Given the evidence of similarity in predictors of Covid-19 severity in cancer and non-cancer populations13,19–21, we hypothesized that the effect of CH on Covid-19 might be comparable between cancer and non-cancer populations. We performed a fixed-effects meta-analysis (using the inverse-variance method in the R package “Metafor”26) of the MSK and KoCH cohorts to jointly estimate the odds ratio for severe Covid-19 among CH-positive compared with CH-negative individuals.
CH and risk of infection in the MSK cohort
We analyzed billing codes from 14,211 solid tumor patients at MSKCC who had their blood sequenced using MSK-IMPACT. We applied the phecode nomenclature developed at Vanderbilt6 to map ICD-9 and ICD-10 billing codes to infectious disease subtypes. Subjects who were billed using an ICD-9/10 code within the phecode for the first time following their sequencing blood draw with evidence of CH were considered to have an incident infection. Those who were billed for an ICD-9/10 code within the phecode prior to the blood draw were removed from the analysis of that phecode. In order to evaluate the accuracy of the billing code data, the presence of a documented C. Difficile or Streptococcus infection in an EMR physician note was manually checked for patients respectively identified by billing codes (N = 525 patients) by three independent physicians using shared criteria for infection onset. Billing codes were highly accurate in identifying the presence of the respective infectious disease (concordance >95%).

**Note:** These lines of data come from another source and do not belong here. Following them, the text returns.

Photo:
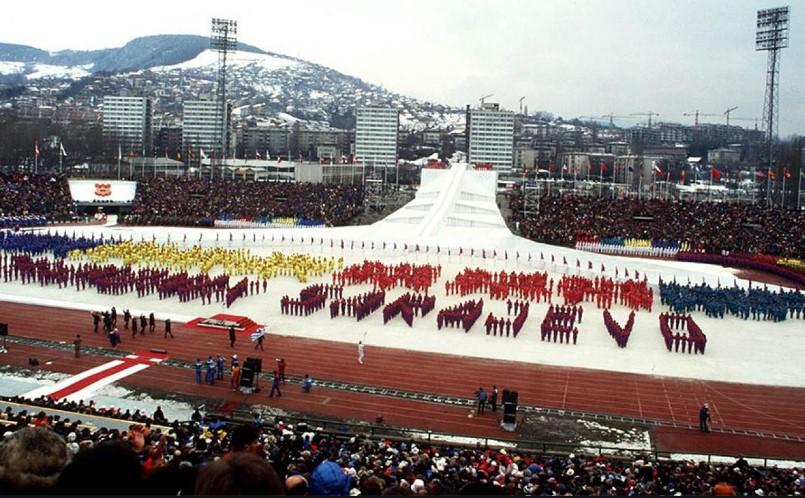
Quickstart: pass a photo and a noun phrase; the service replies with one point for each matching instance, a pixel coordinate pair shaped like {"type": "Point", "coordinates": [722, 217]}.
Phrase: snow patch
{"type": "Point", "coordinates": [234, 59]}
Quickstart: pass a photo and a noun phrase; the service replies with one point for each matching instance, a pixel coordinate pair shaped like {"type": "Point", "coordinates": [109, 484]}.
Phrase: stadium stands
{"type": "Point", "coordinates": [704, 226]}
{"type": "Point", "coordinates": [194, 202]}
{"type": "Point", "coordinates": [309, 459]}
{"type": "Point", "coordinates": [30, 197]}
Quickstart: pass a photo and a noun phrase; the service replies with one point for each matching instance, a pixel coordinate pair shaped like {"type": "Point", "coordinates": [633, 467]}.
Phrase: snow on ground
{"type": "Point", "coordinates": [634, 439]}
{"type": "Point", "coordinates": [237, 58]}
{"type": "Point", "coordinates": [51, 71]}
{"type": "Point", "coordinates": [737, 350]}
{"type": "Point", "coordinates": [15, 383]}
{"type": "Point", "coordinates": [696, 458]}
{"type": "Point", "coordinates": [11, 67]}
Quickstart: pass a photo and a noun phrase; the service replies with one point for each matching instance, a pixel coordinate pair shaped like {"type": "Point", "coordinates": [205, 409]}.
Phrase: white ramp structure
{"type": "Point", "coordinates": [448, 199]}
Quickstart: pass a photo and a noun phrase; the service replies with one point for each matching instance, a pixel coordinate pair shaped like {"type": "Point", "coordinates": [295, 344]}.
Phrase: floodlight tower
{"type": "Point", "coordinates": [223, 39]}
{"type": "Point", "coordinates": [771, 37]}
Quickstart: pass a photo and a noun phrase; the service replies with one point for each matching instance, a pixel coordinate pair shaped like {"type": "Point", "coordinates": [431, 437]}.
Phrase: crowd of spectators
{"type": "Point", "coordinates": [46, 195]}
{"type": "Point", "coordinates": [215, 458]}
{"type": "Point", "coordinates": [707, 226]}
{"type": "Point", "coordinates": [195, 202]}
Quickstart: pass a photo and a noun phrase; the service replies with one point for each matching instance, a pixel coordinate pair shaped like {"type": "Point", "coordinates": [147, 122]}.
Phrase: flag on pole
{"type": "Point", "coordinates": [715, 174]}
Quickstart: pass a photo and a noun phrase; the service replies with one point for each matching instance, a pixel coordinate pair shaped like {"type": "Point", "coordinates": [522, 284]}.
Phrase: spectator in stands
{"type": "Point", "coordinates": [110, 468]}
{"type": "Point", "coordinates": [23, 195]}
{"type": "Point", "coordinates": [31, 461]}
{"type": "Point", "coordinates": [707, 226]}
{"type": "Point", "coordinates": [242, 474]}
{"type": "Point", "coordinates": [191, 201]}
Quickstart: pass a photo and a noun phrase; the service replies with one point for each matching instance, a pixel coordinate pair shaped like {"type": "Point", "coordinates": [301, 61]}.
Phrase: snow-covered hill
{"type": "Point", "coordinates": [174, 68]}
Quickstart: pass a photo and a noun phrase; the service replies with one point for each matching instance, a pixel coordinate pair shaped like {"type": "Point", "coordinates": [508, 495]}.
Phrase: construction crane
{"type": "Point", "coordinates": [727, 113]}
{"type": "Point", "coordinates": [650, 114]}
{"type": "Point", "coordinates": [747, 119]}
{"type": "Point", "coordinates": [696, 115]}
{"type": "Point", "coordinates": [611, 117]}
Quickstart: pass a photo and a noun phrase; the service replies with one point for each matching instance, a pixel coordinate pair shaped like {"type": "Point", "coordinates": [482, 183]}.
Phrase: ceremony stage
{"type": "Point", "coordinates": [454, 223]}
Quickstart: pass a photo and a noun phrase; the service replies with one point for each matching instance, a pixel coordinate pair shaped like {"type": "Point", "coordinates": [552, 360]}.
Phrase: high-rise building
{"type": "Point", "coordinates": [203, 126]}
{"type": "Point", "coordinates": [376, 136]}
{"type": "Point", "coordinates": [490, 136]}
{"type": "Point", "coordinates": [128, 125]}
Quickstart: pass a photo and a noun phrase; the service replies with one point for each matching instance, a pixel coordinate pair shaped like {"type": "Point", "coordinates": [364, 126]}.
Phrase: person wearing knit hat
{"type": "Point", "coordinates": [31, 460]}
{"type": "Point", "coordinates": [329, 480]}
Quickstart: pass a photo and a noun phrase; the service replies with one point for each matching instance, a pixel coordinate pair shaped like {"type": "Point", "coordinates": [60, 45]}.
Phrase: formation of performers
{"type": "Point", "coordinates": [409, 305]}
{"type": "Point", "coordinates": [634, 294]}
{"type": "Point", "coordinates": [359, 306]}
{"type": "Point", "coordinates": [757, 303]}
{"type": "Point", "coordinates": [693, 342]}
{"type": "Point", "coordinates": [239, 289]}
{"type": "Point", "coordinates": [234, 261]}
{"type": "Point", "coordinates": [502, 285]}
{"type": "Point", "coordinates": [620, 334]}
{"type": "Point", "coordinates": [464, 314]}
{"type": "Point", "coordinates": [559, 324]}
{"type": "Point", "coordinates": [418, 278]}
{"type": "Point", "coordinates": [35, 244]}
{"type": "Point", "coordinates": [113, 280]}
{"type": "Point", "coordinates": [311, 299]}
{"type": "Point", "coordinates": [495, 324]}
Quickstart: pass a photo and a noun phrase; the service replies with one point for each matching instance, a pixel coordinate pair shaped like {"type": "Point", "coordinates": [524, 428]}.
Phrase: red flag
{"type": "Point", "coordinates": [715, 173]}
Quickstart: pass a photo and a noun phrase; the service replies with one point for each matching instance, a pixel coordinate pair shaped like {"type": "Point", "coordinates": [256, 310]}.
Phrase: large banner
{"type": "Point", "coordinates": [103, 191]}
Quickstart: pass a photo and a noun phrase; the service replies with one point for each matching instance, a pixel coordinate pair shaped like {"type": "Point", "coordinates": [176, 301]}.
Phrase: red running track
{"type": "Point", "coordinates": [734, 406]}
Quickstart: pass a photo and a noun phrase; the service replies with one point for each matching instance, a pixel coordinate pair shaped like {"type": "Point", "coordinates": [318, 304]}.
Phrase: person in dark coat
{"type": "Point", "coordinates": [481, 395]}
{"type": "Point", "coordinates": [704, 418]}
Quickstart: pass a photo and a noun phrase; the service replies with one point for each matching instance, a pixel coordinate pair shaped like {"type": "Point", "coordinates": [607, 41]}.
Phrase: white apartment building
{"type": "Point", "coordinates": [203, 126]}
{"type": "Point", "coordinates": [490, 136]}
{"type": "Point", "coordinates": [376, 136]}
{"type": "Point", "coordinates": [128, 125]}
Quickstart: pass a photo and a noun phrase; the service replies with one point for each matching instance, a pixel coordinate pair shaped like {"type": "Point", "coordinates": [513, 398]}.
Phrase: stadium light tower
{"type": "Point", "coordinates": [771, 37]}
{"type": "Point", "coordinates": [223, 39]}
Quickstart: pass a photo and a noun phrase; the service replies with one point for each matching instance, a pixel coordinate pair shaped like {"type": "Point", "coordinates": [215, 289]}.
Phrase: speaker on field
{"type": "Point", "coordinates": [509, 396]}
{"type": "Point", "coordinates": [255, 364]}
{"type": "Point", "coordinates": [246, 377]}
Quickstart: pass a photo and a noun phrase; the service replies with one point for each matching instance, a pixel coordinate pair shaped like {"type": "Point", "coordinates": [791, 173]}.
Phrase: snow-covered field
{"type": "Point", "coordinates": [737, 350]}
{"type": "Point", "coordinates": [236, 58]}
{"type": "Point", "coordinates": [16, 383]}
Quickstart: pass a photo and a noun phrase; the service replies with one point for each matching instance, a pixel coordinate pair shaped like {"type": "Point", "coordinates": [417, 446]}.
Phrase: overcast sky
{"type": "Point", "coordinates": [572, 58]}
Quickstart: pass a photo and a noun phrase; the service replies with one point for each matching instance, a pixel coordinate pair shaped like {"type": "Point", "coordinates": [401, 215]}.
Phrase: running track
{"type": "Point", "coordinates": [734, 406]}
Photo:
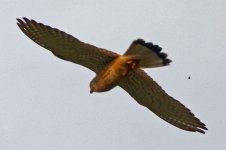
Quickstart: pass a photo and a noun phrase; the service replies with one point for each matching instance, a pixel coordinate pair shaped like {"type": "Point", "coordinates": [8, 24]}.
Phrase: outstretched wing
{"type": "Point", "coordinates": [149, 94]}
{"type": "Point", "coordinates": [66, 46]}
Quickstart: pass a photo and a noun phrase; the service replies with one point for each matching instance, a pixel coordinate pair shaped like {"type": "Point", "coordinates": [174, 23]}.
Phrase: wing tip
{"type": "Point", "coordinates": [155, 48]}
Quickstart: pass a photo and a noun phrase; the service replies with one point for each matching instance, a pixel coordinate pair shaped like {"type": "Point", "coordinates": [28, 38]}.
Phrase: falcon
{"type": "Point", "coordinates": [114, 70]}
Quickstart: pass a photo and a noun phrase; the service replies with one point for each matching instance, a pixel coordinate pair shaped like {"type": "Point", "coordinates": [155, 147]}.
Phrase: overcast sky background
{"type": "Point", "coordinates": [45, 102]}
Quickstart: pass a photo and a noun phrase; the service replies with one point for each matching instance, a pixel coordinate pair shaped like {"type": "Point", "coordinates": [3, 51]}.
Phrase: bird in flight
{"type": "Point", "coordinates": [114, 70]}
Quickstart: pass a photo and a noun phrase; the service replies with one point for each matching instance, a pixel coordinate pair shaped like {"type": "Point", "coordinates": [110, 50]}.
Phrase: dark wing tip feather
{"type": "Point", "coordinates": [155, 48]}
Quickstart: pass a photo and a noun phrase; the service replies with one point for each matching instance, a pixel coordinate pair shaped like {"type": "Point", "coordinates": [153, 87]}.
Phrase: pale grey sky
{"type": "Point", "coordinates": [45, 102]}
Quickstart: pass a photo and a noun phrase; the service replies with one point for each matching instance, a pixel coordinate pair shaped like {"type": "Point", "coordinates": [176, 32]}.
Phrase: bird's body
{"type": "Point", "coordinates": [118, 70]}
{"type": "Point", "coordinates": [112, 74]}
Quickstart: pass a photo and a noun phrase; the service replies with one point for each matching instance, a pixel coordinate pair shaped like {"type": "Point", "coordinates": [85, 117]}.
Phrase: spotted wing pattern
{"type": "Point", "coordinates": [149, 94]}
{"type": "Point", "coordinates": [66, 46]}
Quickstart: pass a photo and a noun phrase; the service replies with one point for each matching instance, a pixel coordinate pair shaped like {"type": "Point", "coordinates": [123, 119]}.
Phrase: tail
{"type": "Point", "coordinates": [147, 54]}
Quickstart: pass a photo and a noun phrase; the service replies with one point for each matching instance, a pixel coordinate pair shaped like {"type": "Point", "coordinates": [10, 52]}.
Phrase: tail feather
{"type": "Point", "coordinates": [148, 54]}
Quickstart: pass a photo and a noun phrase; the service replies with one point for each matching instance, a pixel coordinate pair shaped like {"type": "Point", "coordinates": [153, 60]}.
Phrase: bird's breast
{"type": "Point", "coordinates": [114, 72]}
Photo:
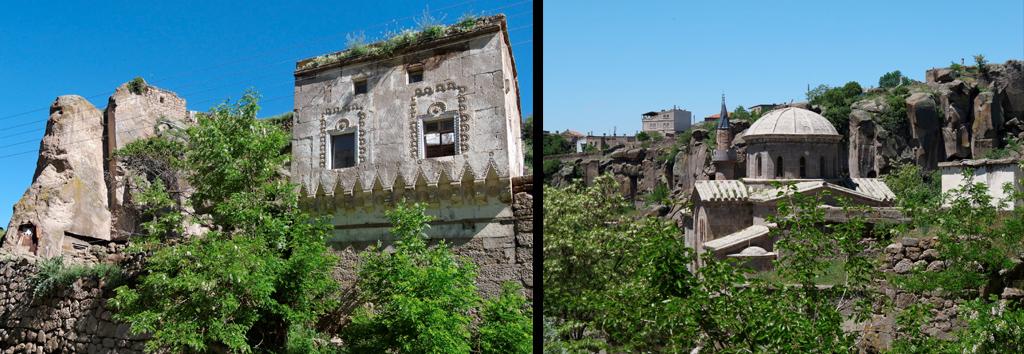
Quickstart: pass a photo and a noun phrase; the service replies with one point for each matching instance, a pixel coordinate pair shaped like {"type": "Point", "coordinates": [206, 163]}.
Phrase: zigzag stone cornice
{"type": "Point", "coordinates": [428, 181]}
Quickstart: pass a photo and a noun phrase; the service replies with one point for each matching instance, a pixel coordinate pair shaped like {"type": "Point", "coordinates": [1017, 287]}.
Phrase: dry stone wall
{"type": "Point", "coordinates": [69, 320]}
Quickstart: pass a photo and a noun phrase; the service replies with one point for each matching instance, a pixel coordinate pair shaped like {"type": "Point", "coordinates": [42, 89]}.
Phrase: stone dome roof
{"type": "Point", "coordinates": [791, 121]}
{"type": "Point", "coordinates": [754, 251]}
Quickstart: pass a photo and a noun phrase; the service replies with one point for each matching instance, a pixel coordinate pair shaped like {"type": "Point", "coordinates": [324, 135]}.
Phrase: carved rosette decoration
{"type": "Point", "coordinates": [437, 108]}
{"type": "Point", "coordinates": [343, 124]}
{"type": "Point", "coordinates": [363, 135]}
{"type": "Point", "coordinates": [323, 141]}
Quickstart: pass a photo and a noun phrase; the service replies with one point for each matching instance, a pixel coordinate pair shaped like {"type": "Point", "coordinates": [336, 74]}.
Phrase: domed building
{"type": "Point", "coordinates": [793, 145]}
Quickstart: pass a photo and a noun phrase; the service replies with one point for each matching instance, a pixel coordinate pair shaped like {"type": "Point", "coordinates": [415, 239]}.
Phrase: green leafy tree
{"type": "Point", "coordinates": [527, 138]}
{"type": "Point", "coordinates": [507, 323]}
{"type": "Point", "coordinates": [556, 144]}
{"type": "Point", "coordinates": [739, 114]}
{"type": "Point", "coordinates": [980, 251]}
{"type": "Point", "coordinates": [836, 102]}
{"type": "Point", "coordinates": [260, 276]}
{"type": "Point", "coordinates": [418, 298]}
{"type": "Point", "coordinates": [892, 79]}
{"type": "Point", "coordinates": [628, 282]}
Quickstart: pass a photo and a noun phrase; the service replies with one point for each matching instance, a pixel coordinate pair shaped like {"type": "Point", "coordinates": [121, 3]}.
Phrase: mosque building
{"type": "Point", "coordinates": [787, 145]}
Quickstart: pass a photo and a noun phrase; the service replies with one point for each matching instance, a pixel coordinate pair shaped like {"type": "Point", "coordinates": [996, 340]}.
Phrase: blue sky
{"type": "Point", "coordinates": [604, 64]}
{"type": "Point", "coordinates": [207, 51]}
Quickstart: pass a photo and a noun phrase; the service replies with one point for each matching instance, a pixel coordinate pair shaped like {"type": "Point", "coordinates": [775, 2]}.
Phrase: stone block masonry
{"type": "Point", "coordinates": [74, 319]}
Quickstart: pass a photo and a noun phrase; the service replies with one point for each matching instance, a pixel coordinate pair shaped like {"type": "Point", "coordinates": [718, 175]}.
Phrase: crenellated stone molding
{"type": "Point", "coordinates": [378, 186]}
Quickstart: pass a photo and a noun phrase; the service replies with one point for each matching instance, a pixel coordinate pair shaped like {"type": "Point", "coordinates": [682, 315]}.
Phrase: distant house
{"type": "Point", "coordinates": [993, 173]}
{"type": "Point", "coordinates": [759, 108]}
{"type": "Point", "coordinates": [667, 122]}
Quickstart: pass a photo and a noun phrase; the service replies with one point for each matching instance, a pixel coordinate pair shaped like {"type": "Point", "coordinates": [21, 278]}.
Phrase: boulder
{"type": "Point", "coordinates": [926, 130]}
{"type": "Point", "coordinates": [1009, 80]}
{"type": "Point", "coordinates": [954, 100]}
{"type": "Point", "coordinates": [133, 116]}
{"type": "Point", "coordinates": [689, 167]}
{"type": "Point", "coordinates": [987, 120]}
{"type": "Point", "coordinates": [68, 193]}
{"type": "Point", "coordinates": [940, 75]}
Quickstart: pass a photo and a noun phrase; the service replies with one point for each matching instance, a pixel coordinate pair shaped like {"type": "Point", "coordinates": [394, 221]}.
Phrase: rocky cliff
{"type": "Point", "coordinates": [954, 115]}
{"type": "Point", "coordinates": [968, 113]}
{"type": "Point", "coordinates": [78, 191]}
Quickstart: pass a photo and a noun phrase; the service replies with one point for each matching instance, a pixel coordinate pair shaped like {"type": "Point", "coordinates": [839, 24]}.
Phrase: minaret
{"type": "Point", "coordinates": [724, 158]}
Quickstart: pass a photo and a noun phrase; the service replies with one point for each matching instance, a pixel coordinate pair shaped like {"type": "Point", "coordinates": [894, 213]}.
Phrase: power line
{"type": "Point", "coordinates": [227, 85]}
{"type": "Point", "coordinates": [205, 100]}
{"type": "Point", "coordinates": [252, 57]}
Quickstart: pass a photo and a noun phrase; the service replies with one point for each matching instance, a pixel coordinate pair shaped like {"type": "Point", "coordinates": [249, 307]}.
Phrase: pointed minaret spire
{"type": "Point", "coordinates": [723, 120]}
{"type": "Point", "coordinates": [724, 157]}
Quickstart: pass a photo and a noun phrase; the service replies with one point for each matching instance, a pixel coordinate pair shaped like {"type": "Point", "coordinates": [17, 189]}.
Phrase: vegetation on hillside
{"type": "Point", "coordinates": [623, 284]}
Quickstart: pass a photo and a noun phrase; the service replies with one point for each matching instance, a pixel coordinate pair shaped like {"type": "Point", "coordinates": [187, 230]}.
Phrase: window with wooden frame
{"type": "Point", "coordinates": [360, 86]}
{"type": "Point", "coordinates": [439, 137]}
{"type": "Point", "coordinates": [343, 150]}
{"type": "Point", "coordinates": [415, 73]}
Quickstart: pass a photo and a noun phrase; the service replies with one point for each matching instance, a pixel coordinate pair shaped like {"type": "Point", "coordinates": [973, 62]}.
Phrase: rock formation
{"type": "Point", "coordinates": [68, 195]}
{"type": "Point", "coordinates": [78, 190]}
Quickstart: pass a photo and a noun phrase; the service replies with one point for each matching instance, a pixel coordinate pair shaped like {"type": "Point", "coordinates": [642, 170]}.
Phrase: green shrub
{"type": "Point", "coordinates": [137, 86]}
{"type": "Point", "coordinates": [420, 296]}
{"type": "Point", "coordinates": [892, 79]}
{"type": "Point", "coordinates": [507, 323]}
{"type": "Point", "coordinates": [54, 274]}
{"type": "Point", "coordinates": [982, 63]}
{"type": "Point", "coordinates": [261, 276]}
{"type": "Point", "coordinates": [836, 102]}
{"type": "Point", "coordinates": [643, 136]}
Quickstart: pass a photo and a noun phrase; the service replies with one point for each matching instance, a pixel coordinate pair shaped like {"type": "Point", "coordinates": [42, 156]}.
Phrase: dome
{"type": "Point", "coordinates": [791, 121]}
{"type": "Point", "coordinates": [754, 251]}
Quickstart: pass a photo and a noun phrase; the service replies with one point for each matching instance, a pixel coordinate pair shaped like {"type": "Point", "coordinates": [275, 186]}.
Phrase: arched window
{"type": "Point", "coordinates": [758, 162]}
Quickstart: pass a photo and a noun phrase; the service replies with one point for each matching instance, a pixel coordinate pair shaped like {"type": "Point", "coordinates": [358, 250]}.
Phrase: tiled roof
{"type": "Point", "coordinates": [745, 235]}
{"type": "Point", "coordinates": [721, 190]}
{"type": "Point", "coordinates": [875, 187]}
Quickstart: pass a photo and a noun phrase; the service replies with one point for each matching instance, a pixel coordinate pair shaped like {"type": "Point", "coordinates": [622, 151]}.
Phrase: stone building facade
{"type": "Point", "coordinates": [994, 174]}
{"type": "Point", "coordinates": [436, 122]}
{"type": "Point", "coordinates": [668, 122]}
{"type": "Point", "coordinates": [791, 145]}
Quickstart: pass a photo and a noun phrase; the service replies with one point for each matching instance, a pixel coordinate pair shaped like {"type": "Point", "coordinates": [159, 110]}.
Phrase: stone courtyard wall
{"type": "Point", "coordinates": [499, 258]}
{"type": "Point", "coordinates": [73, 319]}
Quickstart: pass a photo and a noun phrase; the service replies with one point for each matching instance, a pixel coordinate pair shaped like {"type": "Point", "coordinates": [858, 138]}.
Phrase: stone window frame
{"type": "Point", "coordinates": [356, 83]}
{"type": "Point", "coordinates": [462, 123]}
{"type": "Point", "coordinates": [758, 166]}
{"type": "Point", "coordinates": [415, 69]}
{"type": "Point", "coordinates": [326, 134]}
{"type": "Point", "coordinates": [421, 137]}
{"type": "Point", "coordinates": [348, 129]}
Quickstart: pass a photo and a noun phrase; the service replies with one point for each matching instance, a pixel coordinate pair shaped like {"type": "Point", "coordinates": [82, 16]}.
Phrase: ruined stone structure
{"type": "Point", "coordinates": [78, 190]}
{"type": "Point", "coordinates": [791, 145]}
{"type": "Point", "coordinates": [668, 122]}
{"type": "Point", "coordinates": [994, 174]}
{"type": "Point", "coordinates": [436, 122]}
{"type": "Point", "coordinates": [73, 319]}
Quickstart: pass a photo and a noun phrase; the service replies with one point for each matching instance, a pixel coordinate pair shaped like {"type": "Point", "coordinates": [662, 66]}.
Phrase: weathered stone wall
{"type": "Point", "coordinates": [500, 258]}
{"type": "Point", "coordinates": [70, 320]}
{"type": "Point", "coordinates": [522, 207]}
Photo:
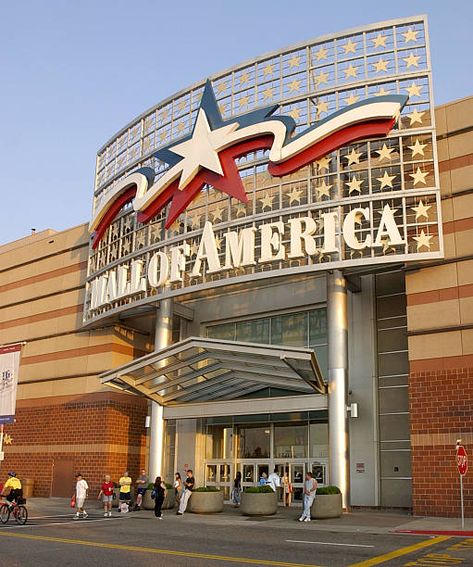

We used Cox proportional hazards regression to estimate the HR for risk of infection among those with CH compared with CH-negative individuals. The date of blood draw (used for MSK-IMPACT sequencing) served as the onset date for this time-to-event analysis; the end date was the date of billing code entry for the infectious disease subtype phecode, death, or last follow-up, whichever came first. All models were adjusted for age, gender, race, smoking, tumor type, and cumulative exposure to cytotoxic chemotherapy prior to the blood draw and after blood draw as previously described10. Following the 10:1 rule regarding the number of covariates in a multivariable model in proportion to the number of events16, we excluded infection subclasses populated with <80 individuals. The analysis utilized multiplicity correction with the Benjamini–Hochberg method to establish adjusted q values for HR with a prespecified FDR <0.10. Given the strong relationship between prior antibiotic use and C. Difficile infection risk, we performed a sensitivity analysis including the number of courses of antibiotics received after MSK-IMPACT blood draw. There was no clear association between CH and antibiotic use and no effect of inclusion of this as a covariate in the model (Supplementary Fig. 5). Having a history of foley catheter (FC) and/or central venous catheter (CVC) placement was common (37% and 20%, respectively) and more frequent in those who also had a history of streptococcus/enterococcus infection (48% and 34%, respectively). However, similar frequencies of FC and CVC were observed among those with CH (36% and 19%) and without CH (38% and 21%, respectively). Inclusion of a history of FC and CVC placement in the Cox model for risk of streptococcus/enterococcus infection did not impact the HR for CH (HR = 1.58, 95% CI 1.15–2.17, p = 0.004).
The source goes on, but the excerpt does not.